Parlant des pratiques de Trump et de son Administration, elle affirme que «la démagogie, l'appel à la foule, l'utilisation très habile des symboles, l'intimidation, verbale et physique, n’ont pas été pris assez au sérieux» alors qu’il s’agit du «modèle classique» de fonctionnement fasciste.
Et d’ajouter:
«Il n’est pas normal de porter atteinte à l’état de droit. Il n'y a rien de normal d'attaquer la presse. Il n’est pas normal d’essayer de saper une autre branche du gouvernement. Il n’ya rien de normal d’essayer d’utiliser le système politique pour attaquer vos ennemis. Il n'y a rien de normal à cela.»
Hillary Clinton pointe également le comportement scandaleux de Trump (qu’elle ne nomme jamais dans ses propos):
«Vous faites quelque chose aujourd’hui qui est encore plus scandaleux que ce que vous avez fait hier, vous dites quelque chose qui dépasse totalement ce que l’on attend d’un élu de la Nation. Et donc ce qui est arrivé hier est vite perdu dans ce qui se passe aujourd'hui.»

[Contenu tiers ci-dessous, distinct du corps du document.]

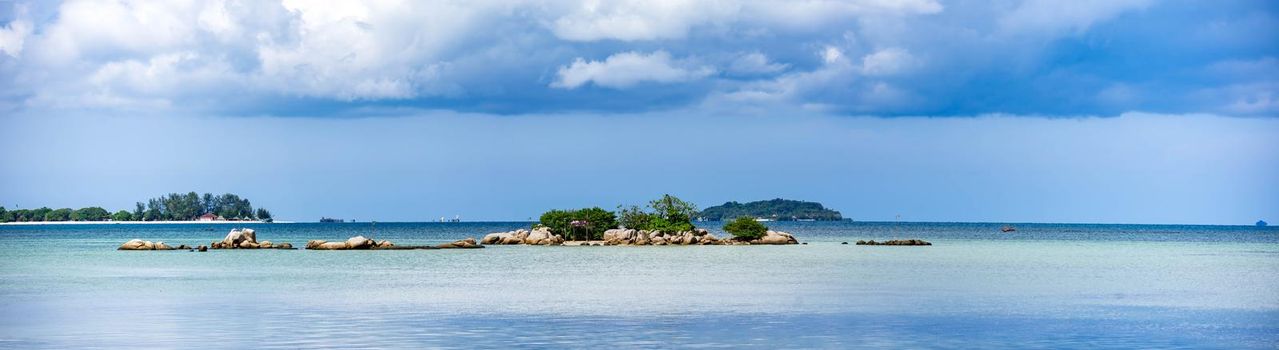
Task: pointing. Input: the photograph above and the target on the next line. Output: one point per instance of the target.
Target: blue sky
(1077, 111)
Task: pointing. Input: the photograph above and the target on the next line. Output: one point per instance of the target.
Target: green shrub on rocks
(746, 228)
(594, 220)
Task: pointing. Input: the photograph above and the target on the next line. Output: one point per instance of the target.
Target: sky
(1050, 111)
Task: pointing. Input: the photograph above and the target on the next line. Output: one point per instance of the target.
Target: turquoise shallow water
(1044, 286)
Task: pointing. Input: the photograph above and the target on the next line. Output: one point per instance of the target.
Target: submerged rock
(470, 243)
(775, 238)
(239, 235)
(895, 242)
(137, 244)
(361, 243)
(541, 235)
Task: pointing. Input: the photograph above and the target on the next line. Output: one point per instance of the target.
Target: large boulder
(617, 236)
(461, 244)
(360, 243)
(775, 238)
(239, 235)
(137, 244)
(516, 236)
(542, 236)
(333, 245)
(491, 238)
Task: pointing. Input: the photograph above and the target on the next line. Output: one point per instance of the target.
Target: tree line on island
(170, 207)
(665, 215)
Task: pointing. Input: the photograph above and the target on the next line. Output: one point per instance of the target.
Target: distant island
(778, 210)
(172, 207)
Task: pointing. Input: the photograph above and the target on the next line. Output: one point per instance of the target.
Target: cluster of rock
(246, 239)
(137, 244)
(895, 242)
(540, 235)
(629, 236)
(361, 243)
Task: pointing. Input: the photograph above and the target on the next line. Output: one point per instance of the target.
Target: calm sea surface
(1109, 286)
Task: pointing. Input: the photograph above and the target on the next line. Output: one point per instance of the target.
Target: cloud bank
(852, 58)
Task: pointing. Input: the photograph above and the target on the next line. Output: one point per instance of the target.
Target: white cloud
(888, 61)
(637, 19)
(626, 69)
(831, 55)
(673, 19)
(755, 63)
(13, 36)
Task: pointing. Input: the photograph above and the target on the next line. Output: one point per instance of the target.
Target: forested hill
(778, 208)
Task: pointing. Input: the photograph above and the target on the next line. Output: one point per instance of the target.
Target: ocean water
(1044, 286)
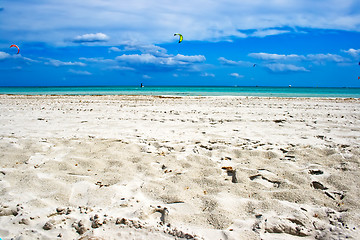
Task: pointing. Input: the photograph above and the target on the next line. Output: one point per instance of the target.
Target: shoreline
(178, 96)
(119, 166)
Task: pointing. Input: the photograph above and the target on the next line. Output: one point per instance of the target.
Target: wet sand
(144, 167)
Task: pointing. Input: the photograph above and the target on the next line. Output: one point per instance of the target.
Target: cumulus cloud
(91, 38)
(114, 49)
(273, 56)
(355, 53)
(164, 62)
(280, 67)
(319, 58)
(78, 72)
(268, 32)
(208, 75)
(97, 60)
(316, 58)
(152, 21)
(236, 75)
(228, 62)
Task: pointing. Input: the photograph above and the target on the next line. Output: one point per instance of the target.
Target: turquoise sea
(188, 91)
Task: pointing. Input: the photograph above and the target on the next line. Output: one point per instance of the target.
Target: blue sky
(108, 42)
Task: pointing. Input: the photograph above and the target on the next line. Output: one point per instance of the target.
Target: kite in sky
(16, 47)
(181, 37)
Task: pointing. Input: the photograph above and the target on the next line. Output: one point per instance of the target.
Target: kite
(16, 47)
(181, 37)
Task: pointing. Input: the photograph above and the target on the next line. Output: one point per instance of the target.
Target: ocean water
(188, 91)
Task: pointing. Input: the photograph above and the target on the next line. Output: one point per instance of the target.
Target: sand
(144, 167)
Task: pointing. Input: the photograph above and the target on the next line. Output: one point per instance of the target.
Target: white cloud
(228, 62)
(121, 68)
(114, 49)
(58, 63)
(268, 32)
(325, 58)
(272, 56)
(193, 59)
(156, 21)
(97, 60)
(208, 75)
(280, 67)
(91, 37)
(167, 61)
(236, 75)
(77, 72)
(355, 53)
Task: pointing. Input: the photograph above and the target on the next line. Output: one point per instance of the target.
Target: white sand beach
(145, 167)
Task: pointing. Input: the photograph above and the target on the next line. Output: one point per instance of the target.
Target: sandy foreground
(143, 167)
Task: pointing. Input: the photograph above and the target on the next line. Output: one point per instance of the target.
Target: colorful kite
(16, 47)
(181, 37)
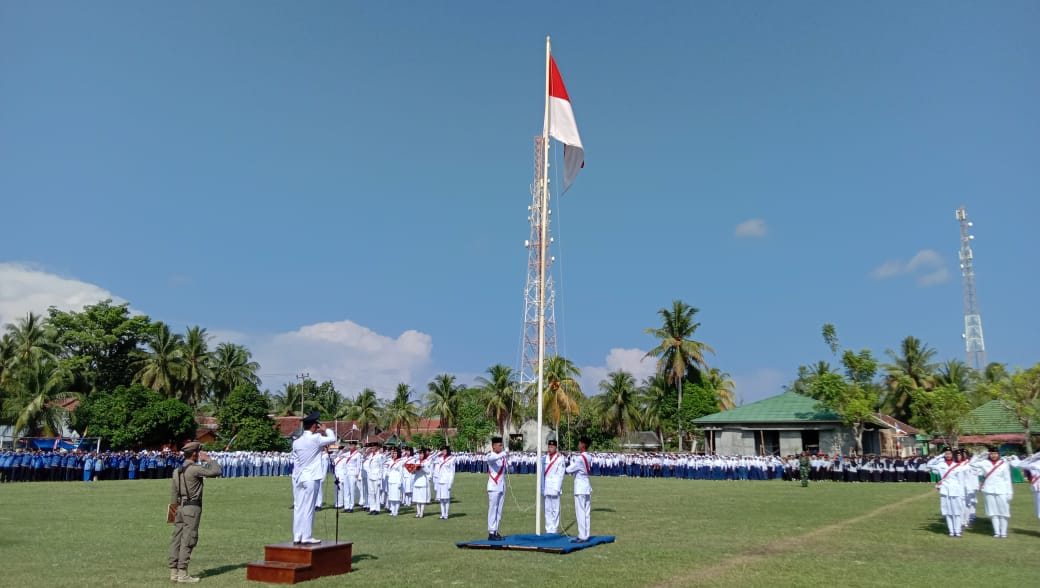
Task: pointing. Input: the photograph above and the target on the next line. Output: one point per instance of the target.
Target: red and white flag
(563, 127)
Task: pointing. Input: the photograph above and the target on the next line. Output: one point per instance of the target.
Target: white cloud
(759, 384)
(751, 228)
(927, 266)
(352, 356)
(630, 360)
(24, 289)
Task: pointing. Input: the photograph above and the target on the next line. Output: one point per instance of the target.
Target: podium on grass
(289, 563)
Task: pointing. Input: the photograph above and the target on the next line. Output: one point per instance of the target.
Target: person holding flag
(580, 466)
(497, 463)
(552, 487)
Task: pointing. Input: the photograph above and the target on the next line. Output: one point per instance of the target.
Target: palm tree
(618, 404)
(499, 394)
(198, 373)
(31, 339)
(443, 401)
(560, 389)
(365, 409)
(655, 391)
(401, 411)
(723, 386)
(286, 402)
(161, 366)
(32, 405)
(233, 365)
(677, 353)
(913, 368)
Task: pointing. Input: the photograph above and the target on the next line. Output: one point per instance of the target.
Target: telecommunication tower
(528, 364)
(973, 343)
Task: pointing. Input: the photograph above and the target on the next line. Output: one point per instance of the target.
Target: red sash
(501, 470)
(551, 463)
(988, 474)
(949, 471)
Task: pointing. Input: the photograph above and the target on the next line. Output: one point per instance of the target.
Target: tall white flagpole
(543, 219)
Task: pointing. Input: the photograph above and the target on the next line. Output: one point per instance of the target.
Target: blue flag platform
(548, 543)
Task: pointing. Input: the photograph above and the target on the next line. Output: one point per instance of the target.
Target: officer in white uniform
(496, 486)
(580, 466)
(552, 485)
(307, 471)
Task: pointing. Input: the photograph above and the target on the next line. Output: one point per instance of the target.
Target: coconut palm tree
(198, 373)
(723, 386)
(161, 366)
(232, 364)
(286, 403)
(911, 368)
(32, 405)
(31, 340)
(443, 401)
(499, 394)
(401, 411)
(677, 353)
(618, 405)
(561, 390)
(652, 398)
(366, 409)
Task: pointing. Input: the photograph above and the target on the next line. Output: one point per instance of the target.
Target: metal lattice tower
(528, 364)
(973, 343)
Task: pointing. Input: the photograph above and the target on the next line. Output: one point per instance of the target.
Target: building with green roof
(791, 423)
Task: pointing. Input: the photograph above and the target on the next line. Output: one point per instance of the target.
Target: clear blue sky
(343, 185)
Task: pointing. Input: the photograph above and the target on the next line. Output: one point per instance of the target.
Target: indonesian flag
(563, 127)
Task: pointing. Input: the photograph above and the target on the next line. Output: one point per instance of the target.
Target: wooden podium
(289, 563)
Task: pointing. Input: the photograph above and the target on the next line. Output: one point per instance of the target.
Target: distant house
(991, 424)
(791, 423)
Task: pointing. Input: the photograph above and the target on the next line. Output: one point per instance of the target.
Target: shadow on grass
(223, 569)
(362, 557)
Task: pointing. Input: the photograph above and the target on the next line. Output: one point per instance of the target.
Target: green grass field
(669, 533)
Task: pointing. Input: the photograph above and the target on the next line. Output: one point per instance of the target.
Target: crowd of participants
(42, 465)
(20, 465)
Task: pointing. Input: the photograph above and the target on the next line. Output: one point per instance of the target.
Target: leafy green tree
(499, 394)
(678, 353)
(245, 424)
(31, 340)
(161, 366)
(443, 401)
(720, 383)
(134, 416)
(472, 424)
(941, 410)
(197, 372)
(561, 390)
(169, 420)
(1020, 393)
(232, 366)
(913, 367)
(853, 397)
(618, 406)
(32, 401)
(99, 343)
(401, 412)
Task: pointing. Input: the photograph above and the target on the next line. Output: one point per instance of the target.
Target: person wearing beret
(995, 487)
(552, 486)
(496, 461)
(580, 467)
(307, 470)
(952, 485)
(187, 486)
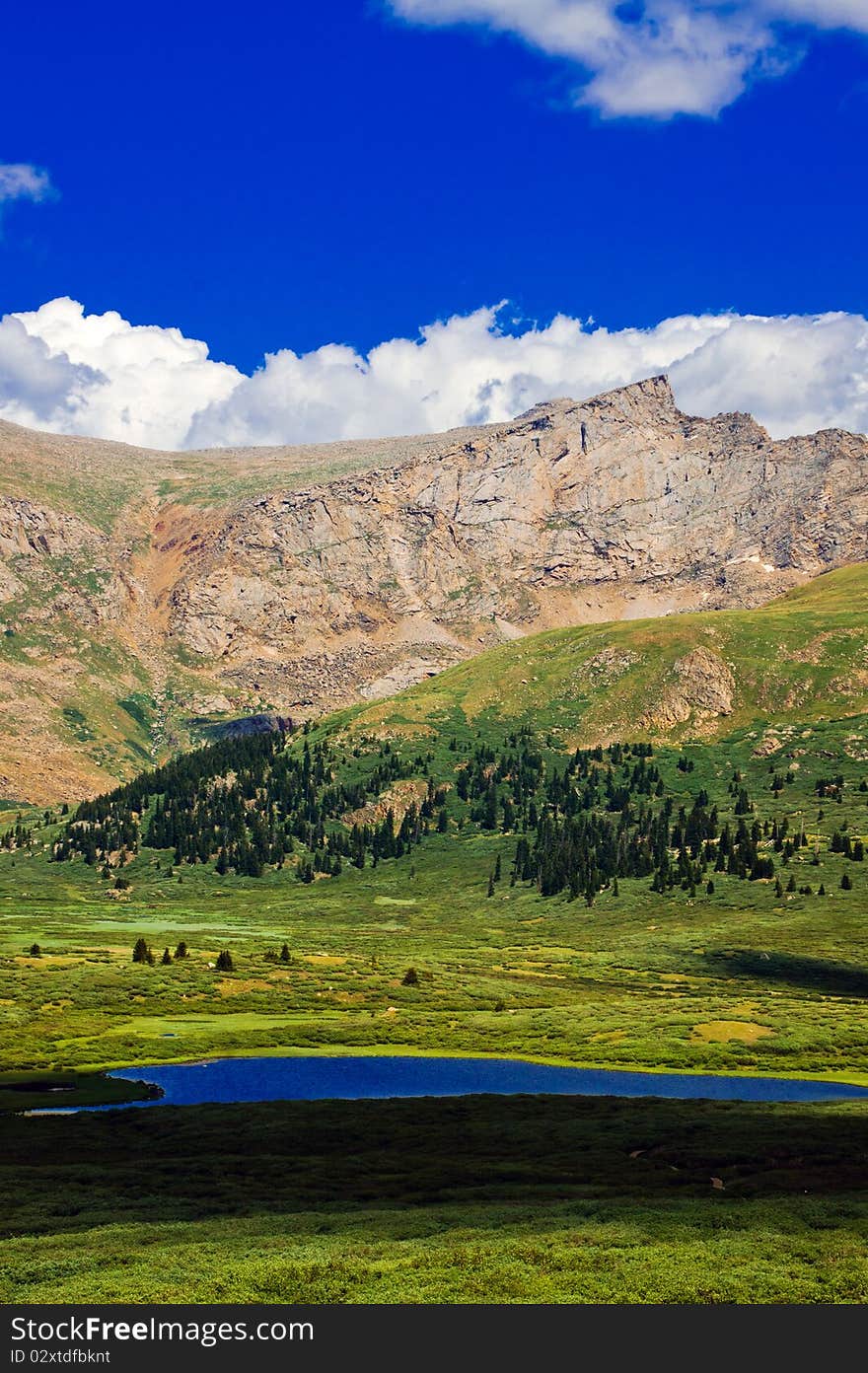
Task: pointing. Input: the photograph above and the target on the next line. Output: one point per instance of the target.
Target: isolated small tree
(142, 952)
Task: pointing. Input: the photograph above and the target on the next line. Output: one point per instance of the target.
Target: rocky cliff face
(300, 596)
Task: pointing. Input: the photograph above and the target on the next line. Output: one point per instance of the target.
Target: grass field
(478, 1198)
(486, 1198)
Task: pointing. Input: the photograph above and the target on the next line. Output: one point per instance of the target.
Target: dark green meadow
(476, 1198)
(479, 1198)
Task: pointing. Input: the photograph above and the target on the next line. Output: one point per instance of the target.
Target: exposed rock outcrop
(293, 581)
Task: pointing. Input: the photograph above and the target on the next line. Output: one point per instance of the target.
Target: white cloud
(137, 384)
(22, 181)
(658, 58)
(97, 374)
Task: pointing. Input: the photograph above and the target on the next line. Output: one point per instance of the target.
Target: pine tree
(142, 952)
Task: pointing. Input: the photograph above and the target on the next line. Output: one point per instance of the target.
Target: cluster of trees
(246, 805)
(580, 822)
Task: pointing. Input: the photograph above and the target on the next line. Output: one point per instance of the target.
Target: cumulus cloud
(22, 181)
(658, 58)
(97, 374)
(137, 384)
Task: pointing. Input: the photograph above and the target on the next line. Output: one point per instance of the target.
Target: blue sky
(296, 176)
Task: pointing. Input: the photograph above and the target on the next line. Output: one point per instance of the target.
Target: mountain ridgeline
(149, 598)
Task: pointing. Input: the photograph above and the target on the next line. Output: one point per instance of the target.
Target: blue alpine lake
(353, 1077)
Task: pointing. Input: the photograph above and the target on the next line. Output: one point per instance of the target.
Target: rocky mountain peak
(290, 581)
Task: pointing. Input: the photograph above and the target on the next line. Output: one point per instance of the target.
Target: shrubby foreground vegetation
(451, 874)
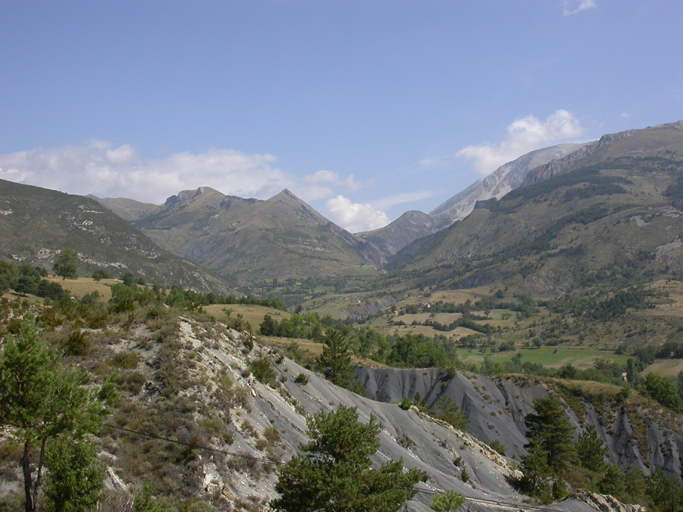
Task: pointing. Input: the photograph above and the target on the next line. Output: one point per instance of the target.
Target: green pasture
(550, 357)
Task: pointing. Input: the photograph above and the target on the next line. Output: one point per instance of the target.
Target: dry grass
(665, 367)
(85, 285)
(251, 313)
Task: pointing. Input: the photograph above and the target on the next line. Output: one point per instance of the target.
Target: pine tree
(41, 400)
(76, 478)
(537, 479)
(335, 474)
(335, 361)
(591, 450)
(66, 264)
(551, 427)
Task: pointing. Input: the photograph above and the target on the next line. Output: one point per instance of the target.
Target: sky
(363, 109)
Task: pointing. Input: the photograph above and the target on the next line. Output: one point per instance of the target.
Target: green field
(550, 357)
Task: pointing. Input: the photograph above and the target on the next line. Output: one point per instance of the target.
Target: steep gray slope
(501, 181)
(664, 140)
(252, 241)
(407, 228)
(216, 362)
(496, 407)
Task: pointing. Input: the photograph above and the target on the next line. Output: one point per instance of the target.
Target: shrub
(77, 343)
(262, 369)
(498, 446)
(301, 379)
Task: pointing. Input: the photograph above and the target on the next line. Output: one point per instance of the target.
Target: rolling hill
(609, 212)
(36, 223)
(254, 241)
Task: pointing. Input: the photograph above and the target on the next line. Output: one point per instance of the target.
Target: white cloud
(409, 197)
(104, 170)
(333, 179)
(524, 135)
(575, 6)
(323, 185)
(354, 217)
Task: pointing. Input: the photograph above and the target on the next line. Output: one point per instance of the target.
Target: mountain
(609, 212)
(253, 241)
(504, 179)
(407, 228)
(127, 209)
(36, 223)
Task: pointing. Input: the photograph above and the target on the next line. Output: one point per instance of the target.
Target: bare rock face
(241, 469)
(637, 433)
(504, 179)
(407, 228)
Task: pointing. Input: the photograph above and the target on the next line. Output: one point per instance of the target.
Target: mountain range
(542, 222)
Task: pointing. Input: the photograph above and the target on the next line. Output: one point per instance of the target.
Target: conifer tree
(335, 474)
(41, 400)
(335, 361)
(591, 450)
(551, 427)
(66, 264)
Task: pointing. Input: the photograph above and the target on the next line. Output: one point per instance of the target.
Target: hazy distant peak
(185, 195)
(286, 196)
(504, 179)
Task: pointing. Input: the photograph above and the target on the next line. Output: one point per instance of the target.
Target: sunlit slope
(613, 216)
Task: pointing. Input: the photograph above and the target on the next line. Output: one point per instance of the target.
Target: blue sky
(364, 109)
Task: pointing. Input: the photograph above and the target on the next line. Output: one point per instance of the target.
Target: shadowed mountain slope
(407, 228)
(609, 212)
(501, 181)
(36, 223)
(255, 241)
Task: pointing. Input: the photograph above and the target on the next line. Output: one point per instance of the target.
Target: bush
(262, 370)
(498, 446)
(77, 343)
(301, 379)
(406, 404)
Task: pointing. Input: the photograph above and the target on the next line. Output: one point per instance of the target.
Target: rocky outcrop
(406, 229)
(636, 432)
(504, 179)
(216, 363)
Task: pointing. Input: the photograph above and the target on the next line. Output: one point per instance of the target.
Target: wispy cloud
(104, 170)
(523, 135)
(576, 6)
(397, 199)
(325, 184)
(355, 217)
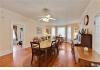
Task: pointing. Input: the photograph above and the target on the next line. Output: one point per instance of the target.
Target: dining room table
(45, 46)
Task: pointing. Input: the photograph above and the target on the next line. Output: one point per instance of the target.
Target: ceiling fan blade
(52, 18)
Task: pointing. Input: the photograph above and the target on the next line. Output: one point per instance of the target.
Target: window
(69, 33)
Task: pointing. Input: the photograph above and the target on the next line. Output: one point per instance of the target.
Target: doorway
(97, 34)
(17, 36)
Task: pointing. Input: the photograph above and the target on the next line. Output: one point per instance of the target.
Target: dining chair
(55, 46)
(72, 50)
(36, 51)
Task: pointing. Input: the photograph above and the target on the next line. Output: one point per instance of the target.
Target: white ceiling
(62, 10)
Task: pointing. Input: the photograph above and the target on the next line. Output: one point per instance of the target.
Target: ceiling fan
(47, 17)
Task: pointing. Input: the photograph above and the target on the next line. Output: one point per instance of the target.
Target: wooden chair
(72, 50)
(36, 51)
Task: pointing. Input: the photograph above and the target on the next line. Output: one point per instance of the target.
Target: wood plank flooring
(22, 58)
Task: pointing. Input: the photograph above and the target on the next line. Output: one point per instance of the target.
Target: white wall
(92, 10)
(7, 19)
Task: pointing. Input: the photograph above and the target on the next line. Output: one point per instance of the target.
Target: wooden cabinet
(86, 40)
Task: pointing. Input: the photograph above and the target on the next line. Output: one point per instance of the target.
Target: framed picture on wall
(39, 30)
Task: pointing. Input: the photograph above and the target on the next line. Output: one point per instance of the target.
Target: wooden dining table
(87, 55)
(45, 44)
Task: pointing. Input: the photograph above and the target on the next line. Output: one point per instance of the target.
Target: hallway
(22, 58)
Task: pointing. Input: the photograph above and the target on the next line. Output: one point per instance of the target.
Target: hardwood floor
(22, 58)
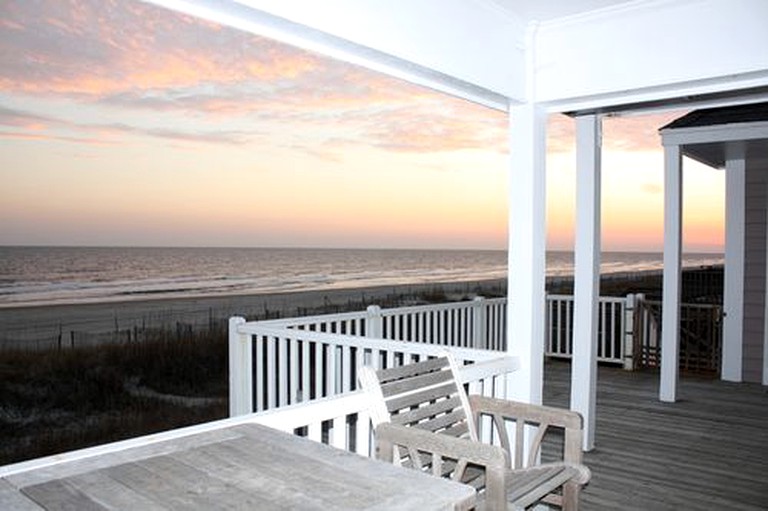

Selon elle, cette stratégie employée par Trump est non seulement inacceptable dans une démocratie mais recèle de graves dangers d’autant qu’il semble que tout ne devienne que de simples événements furtifs:
«Ce qui aurait été impensable il y a cinq ans, et encore moins il y a cinquante ans, n'est plus que l'actualité d'hier.»
Evoquant le rapport du procureur spécial Robert Mueller sur l’ingérence russe dans les élections de 2016, elle estime que «si vous prenez le temps de [le] lire (…) ce que tous les auditeurs de cet auditorium sont capables de faire, vous en venez à deux conclusions incontournables: la première est que la Russie a procédé à une ingérence généralisée et systémique dans notre élection; la seconde est que l'entrave à la justice s'est produite».
Et de poursuivre:
«Plus d'un millier d'anciens procureurs nommés par les républicains et les démocrates ont tous déclaré que ces incidents qui sont relatés dans l'affaire Mueller – la deuxième partie de son rapport – constituent clairement des accusations d'entrave à la justice.»